Wigan Infirmary’s A&E unit saw a dramatic improvement in the number of patients seen within four hours, new figures have revealed.
NHS England data shows Wrightington, Wigan And Leigh NHS Foundation Trust treated 94.3 per cent of patients within the target time in May.
A total of 93.7 per cent of people were seen by the A&E department in that time, with the higher figure including Leigh’s walk-in centre.
Across England, 90.4 per cent of patients were seen in four hours in May.
The statistics for May were the highest the trust has seen for some time and bring it close to the 95 per cent national standard, which it has not met since 2015.
It was a major improvement from the trust’s performance of 73.6 per cent in April and 63.7 per cent in March, which was the lowest score in England that month.
The trust - like others across the country - struggled as winter pressures did not ease in the spring.
More patients being admitted to the hospital, especially those over the age of 75, has previously been cited as one of the reasons for increased waiting times.
The improved performance comes after steps by the trust to tackle the problem, including last year turning Christopher Home into a primary care centre to treat some patients.

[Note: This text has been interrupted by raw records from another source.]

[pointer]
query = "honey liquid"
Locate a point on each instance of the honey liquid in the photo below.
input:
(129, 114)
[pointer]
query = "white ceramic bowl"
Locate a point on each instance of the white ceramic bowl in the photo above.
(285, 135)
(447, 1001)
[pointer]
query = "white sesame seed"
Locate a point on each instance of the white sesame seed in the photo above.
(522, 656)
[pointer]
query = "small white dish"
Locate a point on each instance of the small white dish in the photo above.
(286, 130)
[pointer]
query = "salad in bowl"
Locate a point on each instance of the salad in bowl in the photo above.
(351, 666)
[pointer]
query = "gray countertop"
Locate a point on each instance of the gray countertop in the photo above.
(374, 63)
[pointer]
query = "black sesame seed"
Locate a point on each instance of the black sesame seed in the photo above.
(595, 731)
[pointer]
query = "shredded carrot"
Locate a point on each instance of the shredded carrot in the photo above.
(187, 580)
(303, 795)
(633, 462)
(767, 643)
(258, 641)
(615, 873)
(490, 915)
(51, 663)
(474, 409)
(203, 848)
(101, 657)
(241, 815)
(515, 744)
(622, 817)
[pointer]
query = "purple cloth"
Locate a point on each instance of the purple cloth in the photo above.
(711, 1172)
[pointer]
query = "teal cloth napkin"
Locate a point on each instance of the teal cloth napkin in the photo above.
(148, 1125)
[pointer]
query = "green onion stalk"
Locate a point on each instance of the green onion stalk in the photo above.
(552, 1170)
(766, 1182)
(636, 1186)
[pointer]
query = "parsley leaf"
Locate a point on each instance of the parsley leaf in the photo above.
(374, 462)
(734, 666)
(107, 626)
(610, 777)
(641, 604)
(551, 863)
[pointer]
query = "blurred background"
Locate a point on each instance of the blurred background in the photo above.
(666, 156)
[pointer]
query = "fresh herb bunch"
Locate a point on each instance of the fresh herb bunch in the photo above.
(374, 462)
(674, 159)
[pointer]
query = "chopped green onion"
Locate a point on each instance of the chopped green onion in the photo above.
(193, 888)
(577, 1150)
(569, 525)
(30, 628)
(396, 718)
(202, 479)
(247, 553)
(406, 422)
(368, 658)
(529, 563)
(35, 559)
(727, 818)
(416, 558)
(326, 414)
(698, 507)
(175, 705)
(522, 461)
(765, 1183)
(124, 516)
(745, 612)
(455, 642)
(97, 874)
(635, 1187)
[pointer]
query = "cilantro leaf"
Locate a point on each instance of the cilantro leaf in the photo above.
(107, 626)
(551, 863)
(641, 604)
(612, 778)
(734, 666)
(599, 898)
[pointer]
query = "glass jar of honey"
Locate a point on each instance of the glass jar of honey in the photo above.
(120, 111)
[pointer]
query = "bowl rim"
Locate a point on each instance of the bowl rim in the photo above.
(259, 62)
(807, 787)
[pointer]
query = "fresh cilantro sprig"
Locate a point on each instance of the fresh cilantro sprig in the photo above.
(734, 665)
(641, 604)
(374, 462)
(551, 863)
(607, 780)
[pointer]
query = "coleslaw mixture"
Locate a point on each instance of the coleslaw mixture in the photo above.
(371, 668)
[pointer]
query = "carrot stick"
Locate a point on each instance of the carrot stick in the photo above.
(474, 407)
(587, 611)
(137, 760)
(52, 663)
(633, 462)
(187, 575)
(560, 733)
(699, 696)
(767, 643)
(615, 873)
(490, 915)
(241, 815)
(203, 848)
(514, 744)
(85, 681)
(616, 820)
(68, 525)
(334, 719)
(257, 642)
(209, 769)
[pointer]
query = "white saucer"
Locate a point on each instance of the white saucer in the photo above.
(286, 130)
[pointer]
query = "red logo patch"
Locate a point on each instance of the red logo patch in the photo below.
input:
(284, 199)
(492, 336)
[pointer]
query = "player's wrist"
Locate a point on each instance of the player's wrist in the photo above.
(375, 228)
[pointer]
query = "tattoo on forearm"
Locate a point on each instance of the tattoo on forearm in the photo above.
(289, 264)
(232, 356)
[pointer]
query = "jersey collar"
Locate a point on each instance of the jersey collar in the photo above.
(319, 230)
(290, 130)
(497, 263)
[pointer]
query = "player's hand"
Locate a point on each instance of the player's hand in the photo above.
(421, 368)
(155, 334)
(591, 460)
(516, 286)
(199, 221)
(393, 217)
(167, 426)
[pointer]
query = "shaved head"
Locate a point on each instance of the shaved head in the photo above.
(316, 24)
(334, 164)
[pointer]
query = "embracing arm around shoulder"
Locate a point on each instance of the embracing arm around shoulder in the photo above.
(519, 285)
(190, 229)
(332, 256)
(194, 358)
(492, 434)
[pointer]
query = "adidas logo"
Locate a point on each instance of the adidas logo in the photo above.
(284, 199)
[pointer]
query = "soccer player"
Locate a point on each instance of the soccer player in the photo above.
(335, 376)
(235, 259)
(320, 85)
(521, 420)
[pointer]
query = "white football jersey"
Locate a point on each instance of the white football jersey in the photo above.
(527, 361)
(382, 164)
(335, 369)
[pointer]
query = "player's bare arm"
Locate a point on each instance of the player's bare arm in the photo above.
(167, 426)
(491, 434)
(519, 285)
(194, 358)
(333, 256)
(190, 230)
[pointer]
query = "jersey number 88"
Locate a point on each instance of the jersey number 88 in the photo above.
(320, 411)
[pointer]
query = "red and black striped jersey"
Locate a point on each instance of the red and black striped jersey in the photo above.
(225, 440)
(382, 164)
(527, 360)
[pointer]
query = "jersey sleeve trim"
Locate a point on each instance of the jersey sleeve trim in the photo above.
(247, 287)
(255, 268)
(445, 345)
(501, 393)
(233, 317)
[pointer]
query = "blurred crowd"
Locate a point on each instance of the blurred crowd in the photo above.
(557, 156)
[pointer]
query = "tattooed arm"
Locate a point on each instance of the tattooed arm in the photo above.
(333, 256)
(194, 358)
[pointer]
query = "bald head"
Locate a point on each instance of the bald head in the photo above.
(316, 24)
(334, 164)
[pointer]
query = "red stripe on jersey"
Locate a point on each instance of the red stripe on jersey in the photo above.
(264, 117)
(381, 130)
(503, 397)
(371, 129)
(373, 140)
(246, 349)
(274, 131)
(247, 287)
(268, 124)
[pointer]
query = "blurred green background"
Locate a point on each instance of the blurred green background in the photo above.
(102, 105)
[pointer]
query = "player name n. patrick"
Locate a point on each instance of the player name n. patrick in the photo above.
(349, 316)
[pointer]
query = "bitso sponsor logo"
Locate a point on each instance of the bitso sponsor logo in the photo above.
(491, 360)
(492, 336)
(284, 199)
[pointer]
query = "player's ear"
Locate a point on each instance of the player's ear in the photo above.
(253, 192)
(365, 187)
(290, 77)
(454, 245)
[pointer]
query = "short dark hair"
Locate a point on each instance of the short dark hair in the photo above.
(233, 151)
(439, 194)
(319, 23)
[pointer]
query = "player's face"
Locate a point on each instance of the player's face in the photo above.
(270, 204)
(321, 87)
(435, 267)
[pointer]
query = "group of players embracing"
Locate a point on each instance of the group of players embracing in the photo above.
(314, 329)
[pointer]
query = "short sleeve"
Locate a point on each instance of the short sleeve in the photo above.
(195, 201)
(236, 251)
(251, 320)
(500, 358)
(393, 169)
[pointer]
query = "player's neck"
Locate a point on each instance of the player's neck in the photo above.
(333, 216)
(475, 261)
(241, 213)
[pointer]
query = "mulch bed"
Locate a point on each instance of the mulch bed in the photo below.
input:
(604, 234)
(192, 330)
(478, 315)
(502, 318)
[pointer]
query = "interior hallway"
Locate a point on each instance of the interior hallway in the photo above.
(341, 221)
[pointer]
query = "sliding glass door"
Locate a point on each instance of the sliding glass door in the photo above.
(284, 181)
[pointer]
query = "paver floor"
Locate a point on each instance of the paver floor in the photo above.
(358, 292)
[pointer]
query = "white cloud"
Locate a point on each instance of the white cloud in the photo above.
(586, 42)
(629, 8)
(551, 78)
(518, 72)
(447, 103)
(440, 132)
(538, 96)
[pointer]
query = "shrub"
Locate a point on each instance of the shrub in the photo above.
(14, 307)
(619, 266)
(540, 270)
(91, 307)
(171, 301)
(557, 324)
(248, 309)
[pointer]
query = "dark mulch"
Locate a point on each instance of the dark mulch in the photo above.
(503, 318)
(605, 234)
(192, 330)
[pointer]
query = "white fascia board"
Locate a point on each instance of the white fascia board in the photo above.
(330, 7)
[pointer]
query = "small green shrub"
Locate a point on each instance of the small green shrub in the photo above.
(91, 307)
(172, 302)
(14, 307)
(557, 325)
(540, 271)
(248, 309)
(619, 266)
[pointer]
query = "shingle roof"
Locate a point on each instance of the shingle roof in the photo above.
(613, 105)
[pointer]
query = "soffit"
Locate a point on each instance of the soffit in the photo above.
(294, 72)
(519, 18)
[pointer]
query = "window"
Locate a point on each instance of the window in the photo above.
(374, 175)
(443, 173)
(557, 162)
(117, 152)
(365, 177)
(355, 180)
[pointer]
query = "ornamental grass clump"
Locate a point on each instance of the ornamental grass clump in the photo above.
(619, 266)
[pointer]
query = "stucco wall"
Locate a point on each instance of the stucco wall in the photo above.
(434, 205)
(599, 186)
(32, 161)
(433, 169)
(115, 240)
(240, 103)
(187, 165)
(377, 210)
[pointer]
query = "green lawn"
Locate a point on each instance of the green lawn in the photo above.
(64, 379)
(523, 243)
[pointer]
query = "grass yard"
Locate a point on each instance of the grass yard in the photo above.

But it also came during a month when around 900 estates and facilities staff went on strike for two days to protest against a planned transfer of their jobs to subsidiary firm WWL Solutions, with employees drafted in from elsewhere.
A trust spokesman said: “Wrightington, Wigan And Leigh NHS Foundation Trust is extremely pleased to have seen such an improvement in our A&E performance for May.
“To reach 93.7 per cent is a massive achievement and is due to the hard work and commitment of our staff, not just in the A&E department but across the organisation as a whole.
“We hope that by continuing to work with our partners within the Wigan urgent and emergency care system, our A&E performance will remain consistently high by ensuring that our patients are treated in the most appropriate setting.
“And with the introduction of the primary care and minor injuries unit, we continue to deflect patients from A&E who require treatment for minor illnesses and injuries.
“Whilst we have been experiencing recent good weather, we have not seen a drop in the number of attendances to our accident and emergency department over this period.”
The figures, which were published by NHS England yesterday, show 7,439 people went to Wigan’s A&E department in May, with 6,972 seen within four hours.
A further 748 people went to the walk-in centre in Leigh, with just two having to wait for longer than expected.
Hospital bosses have repeatedly urged people to seek treatment from sources other than A&E in recent months if possible, with the walk-in centre identified as one option.
There were 2,693 emergency admissions via A&E and 536 from other sources during May.
A total of 145 people had to wait more than four hours to be admitted after the decision to admit was made, but no-one waited for more than 12 hours, according to the data.